Für guten Sex müssen wir die (Körper-) Sprache des andere lernen und uns auf ihn einlassen. Ich sehe in meinen Sexualtherapien immer wieder, dass es vielen nicht leicht fällt, die körperlichen Signale des anderen wahrzunehmen, aber auch teilweise die eigenen nicht. Viele sind verunsichert, was auch durch den (frühen) Konsum von Pornografie entstehen kann. Dort bekommen (junge) Menschen gezeigt, wie „man beim Sex aussehen soll“, welche Stellungen man draufhaben sollte, wie man „ein guter Liebhaber“ ist. Die gegenseitige Stimulation bis hin zum Orgasmus ist dabei in der Regel ohne Intimität, ohne Beziehung zueinander- es geht nur um Befriedigung und das „performen“.
Es gibt Paare, die Partnerschaftskonflikte haben, bei denen es aber trotzdem sexuell gut läuft. Das scheint aber eher die Ausnahme als die Regel zu sein. Wenn sich jemand schlecht behandelt, vernachlässigt oder nicht gesehen fühlt, dann hat er/sie auch meistens wenig(er) Lust auf Sex.
Männer haben oft – neben der körperlichen Lust – auch das Bedürfnis nach Sex, um sich bestätigt zu fühlen und um ihrer Partnerin nah zu sein. Frauen, die sich zu wenig beachtet fühlen, möchten dann aber nicht „auf Knopfdruck“ dafür bereit stehen (müssen). Dieses Gefühl entsteht, wenn das Paar vielleicht nur noch über Organisatorisches, über die Arbeit oder über die Kinder spricht, aber sich nicht mehr dafür interessiert, wie es dem anderen wirklich geht. Es wird vielleicht noch geredet – aber wenig (Wichtiges) gesagt.

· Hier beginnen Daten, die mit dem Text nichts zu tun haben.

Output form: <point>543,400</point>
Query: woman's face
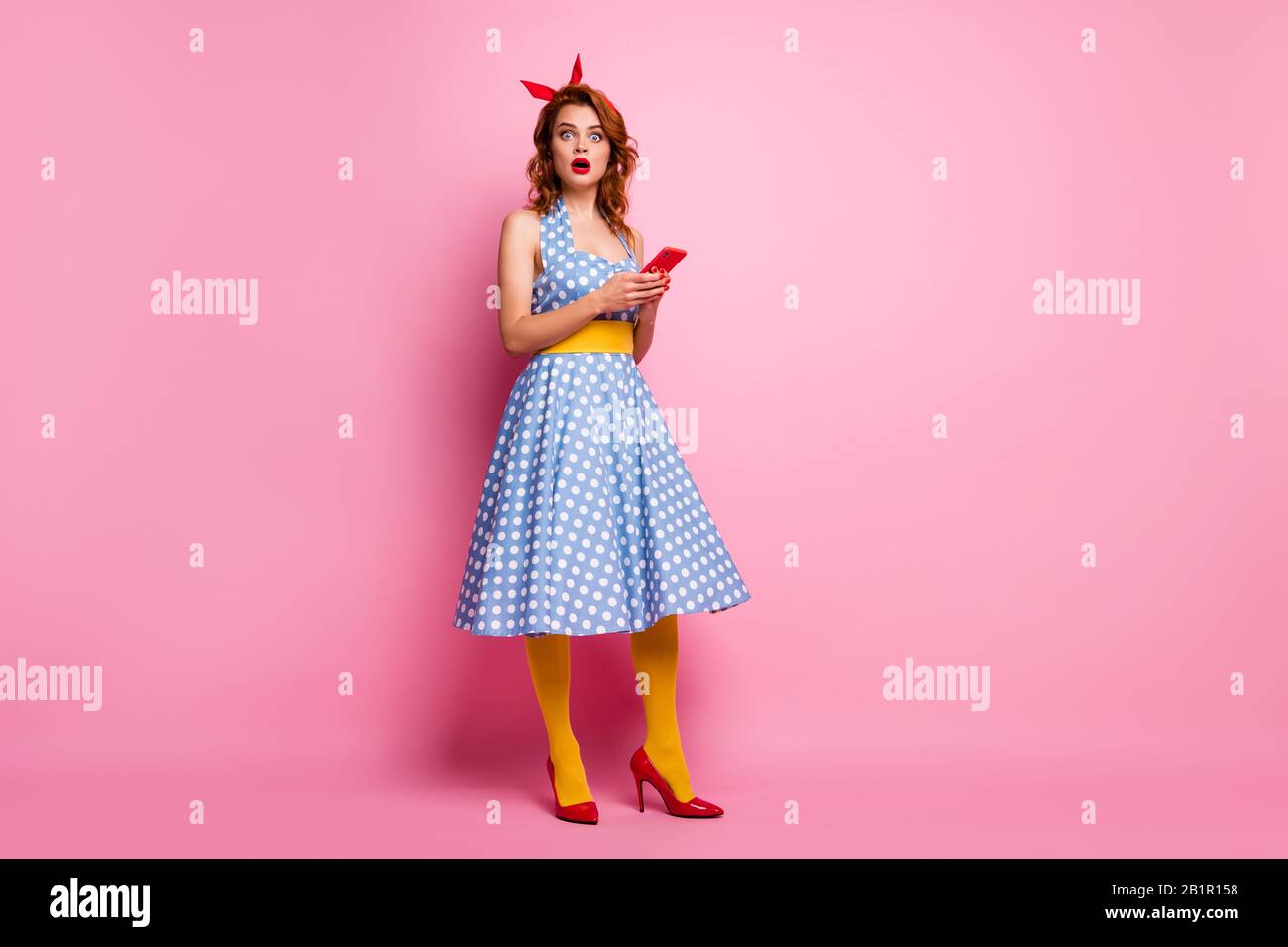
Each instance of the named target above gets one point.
<point>580,147</point>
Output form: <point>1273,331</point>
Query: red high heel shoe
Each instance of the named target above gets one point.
<point>585,813</point>
<point>644,771</point>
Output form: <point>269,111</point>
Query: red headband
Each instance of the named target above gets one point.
<point>545,91</point>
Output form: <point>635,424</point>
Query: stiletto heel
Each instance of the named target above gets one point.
<point>644,771</point>
<point>585,813</point>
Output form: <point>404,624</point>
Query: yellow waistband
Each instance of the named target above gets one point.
<point>597,335</point>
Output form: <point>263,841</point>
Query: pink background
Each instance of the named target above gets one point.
<point>773,169</point>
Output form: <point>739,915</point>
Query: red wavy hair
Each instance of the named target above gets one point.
<point>622,158</point>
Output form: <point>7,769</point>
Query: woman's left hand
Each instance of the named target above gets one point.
<point>648,311</point>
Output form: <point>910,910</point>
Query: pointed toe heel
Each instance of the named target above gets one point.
<point>644,771</point>
<point>584,813</point>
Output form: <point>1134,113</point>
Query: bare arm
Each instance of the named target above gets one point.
<point>520,330</point>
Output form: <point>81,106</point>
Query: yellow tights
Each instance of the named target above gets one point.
<point>656,654</point>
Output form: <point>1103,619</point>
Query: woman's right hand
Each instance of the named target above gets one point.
<point>627,290</point>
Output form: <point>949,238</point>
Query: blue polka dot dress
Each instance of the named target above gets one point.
<point>589,522</point>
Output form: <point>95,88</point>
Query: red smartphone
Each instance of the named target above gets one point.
<point>666,261</point>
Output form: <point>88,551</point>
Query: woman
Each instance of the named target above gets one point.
<point>589,522</point>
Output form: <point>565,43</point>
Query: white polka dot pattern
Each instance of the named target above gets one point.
<point>568,274</point>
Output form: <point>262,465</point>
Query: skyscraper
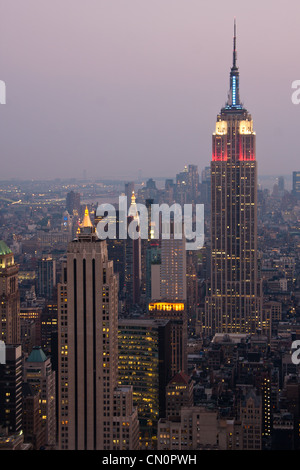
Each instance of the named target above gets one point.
<point>93,411</point>
<point>10,326</point>
<point>234,301</point>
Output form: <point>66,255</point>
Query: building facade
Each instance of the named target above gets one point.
<point>233,304</point>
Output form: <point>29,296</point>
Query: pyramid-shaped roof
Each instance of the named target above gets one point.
<point>37,355</point>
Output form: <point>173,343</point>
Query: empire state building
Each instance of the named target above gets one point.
<point>233,303</point>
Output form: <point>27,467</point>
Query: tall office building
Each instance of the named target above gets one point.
<point>93,411</point>
<point>73,202</point>
<point>133,259</point>
<point>10,325</point>
<point>145,363</point>
<point>296,184</point>
<point>46,276</point>
<point>234,302</point>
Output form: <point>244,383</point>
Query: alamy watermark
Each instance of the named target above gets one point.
<point>2,92</point>
<point>165,222</point>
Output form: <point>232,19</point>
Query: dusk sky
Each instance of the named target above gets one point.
<point>115,87</point>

Die meisten sexuellen Probleme (die Fachleute nennen sie „Funktionsstörungen“, auch wenn ich das Wort nicht mag)haben psychische und emotionale Ursachen wie z.B. Leistungsdruck, Versagensangst und Verlustängste, was bei Erektionsstörungen und frühzeitigem Samenerguss eine große Rolle spielt. Menschen, die sexuelle Traumata erfahren haben, erleben schnell Scham, Kontrollverlust und Angst, was Lust und ein Sich-Fallen-Lassen oft unmöglich machen. Wir sind eben im Bereich der Sexualität buchstäblich ungeschützt und nackt – und deswegen auch so sehr verletzbar.
Was passiert in der Verliebtheitsphase?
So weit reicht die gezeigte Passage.